I have exported to onnx the Marian model to translate spanish to english (Helsinki-NLP/opus-mt-es-en). After, a program in python to apply the translation with onnxruntime. However, the translation is not very good, for example:

Input in spanish:
"La novela Crimen y castigo está dividida en seis partes más el epílogo. Mucho se ha comentado de la noción de dualismo en la obra, sugiriéndose la existencia de cierto grado de simetría en ella. Los episodios clave se distribuyen primero en una mitad y luego de nuevo en la otra."

Output in english:
The The Crime and Punishment novel is divided into six parts more the epi. has been commented on the notion dual in, suggesting the existence of a degree of sym in. Key episodes are first distributed in one half and again in the in....

As I said, the translation is poor.
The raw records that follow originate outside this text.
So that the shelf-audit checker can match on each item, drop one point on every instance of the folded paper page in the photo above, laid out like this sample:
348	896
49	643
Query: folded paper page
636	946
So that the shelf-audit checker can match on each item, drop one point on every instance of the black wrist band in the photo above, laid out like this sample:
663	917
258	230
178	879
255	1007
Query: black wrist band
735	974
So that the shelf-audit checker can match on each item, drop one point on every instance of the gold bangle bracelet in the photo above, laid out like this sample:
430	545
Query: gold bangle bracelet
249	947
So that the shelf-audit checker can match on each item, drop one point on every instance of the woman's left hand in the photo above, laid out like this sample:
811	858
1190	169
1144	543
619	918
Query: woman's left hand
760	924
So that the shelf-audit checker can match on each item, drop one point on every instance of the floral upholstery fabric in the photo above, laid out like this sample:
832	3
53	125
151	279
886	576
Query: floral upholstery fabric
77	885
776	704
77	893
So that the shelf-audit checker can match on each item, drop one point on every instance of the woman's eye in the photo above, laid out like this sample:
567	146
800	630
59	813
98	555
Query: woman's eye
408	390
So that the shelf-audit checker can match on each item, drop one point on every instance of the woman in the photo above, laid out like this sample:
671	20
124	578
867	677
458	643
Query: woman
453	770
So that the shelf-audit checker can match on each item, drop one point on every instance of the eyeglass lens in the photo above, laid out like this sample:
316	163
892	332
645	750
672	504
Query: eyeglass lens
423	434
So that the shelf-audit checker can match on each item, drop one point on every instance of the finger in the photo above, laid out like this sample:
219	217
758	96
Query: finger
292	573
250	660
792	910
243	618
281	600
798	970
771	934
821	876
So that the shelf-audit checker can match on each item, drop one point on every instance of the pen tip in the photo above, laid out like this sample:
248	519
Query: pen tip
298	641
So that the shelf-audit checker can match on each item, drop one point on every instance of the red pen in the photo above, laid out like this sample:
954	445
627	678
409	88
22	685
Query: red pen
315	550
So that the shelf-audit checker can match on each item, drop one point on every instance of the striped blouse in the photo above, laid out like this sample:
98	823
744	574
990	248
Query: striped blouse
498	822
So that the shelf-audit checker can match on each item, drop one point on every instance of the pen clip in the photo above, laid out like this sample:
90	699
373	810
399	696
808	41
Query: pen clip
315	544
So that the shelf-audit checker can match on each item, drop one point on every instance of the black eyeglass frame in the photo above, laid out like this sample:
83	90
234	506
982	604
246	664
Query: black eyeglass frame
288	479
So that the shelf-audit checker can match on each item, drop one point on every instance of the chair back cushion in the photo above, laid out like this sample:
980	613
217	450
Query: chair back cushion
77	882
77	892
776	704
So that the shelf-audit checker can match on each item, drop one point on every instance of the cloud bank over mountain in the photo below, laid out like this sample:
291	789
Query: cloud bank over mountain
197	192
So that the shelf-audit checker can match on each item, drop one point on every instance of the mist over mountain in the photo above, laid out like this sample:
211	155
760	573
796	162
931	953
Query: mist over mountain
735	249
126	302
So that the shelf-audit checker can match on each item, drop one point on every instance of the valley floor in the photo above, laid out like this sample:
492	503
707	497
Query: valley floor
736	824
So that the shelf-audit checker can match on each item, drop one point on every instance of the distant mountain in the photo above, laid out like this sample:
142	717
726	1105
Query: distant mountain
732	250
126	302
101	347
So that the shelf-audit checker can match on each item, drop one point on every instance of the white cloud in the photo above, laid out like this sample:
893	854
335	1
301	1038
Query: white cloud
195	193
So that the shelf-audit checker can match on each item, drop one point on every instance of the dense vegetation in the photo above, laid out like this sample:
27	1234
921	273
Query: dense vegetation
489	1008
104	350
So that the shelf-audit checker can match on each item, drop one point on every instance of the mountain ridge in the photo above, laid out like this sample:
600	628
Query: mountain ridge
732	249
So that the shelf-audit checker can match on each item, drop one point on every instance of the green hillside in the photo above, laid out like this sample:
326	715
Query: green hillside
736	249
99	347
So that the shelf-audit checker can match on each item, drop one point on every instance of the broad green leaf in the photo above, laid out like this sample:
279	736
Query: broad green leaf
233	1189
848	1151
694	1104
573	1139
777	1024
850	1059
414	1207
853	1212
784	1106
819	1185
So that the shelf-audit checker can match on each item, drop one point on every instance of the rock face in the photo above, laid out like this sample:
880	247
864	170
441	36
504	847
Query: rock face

I was wondering if there is any way to improve the translation?

To reproduce

I exported the opus-mt-es-en model with this command:

python -m transformers.onnx --model=Helsinki-NLP/opus-mt-es-en --feature=seq2seq-lm --atol=1e-04 D:\\Marian

The python program to do the translation from spahish to english is this:

import onnxruntime as rt
import numpy as np

session = rt.InferenceSession('D:\\Marian\\model.onnx')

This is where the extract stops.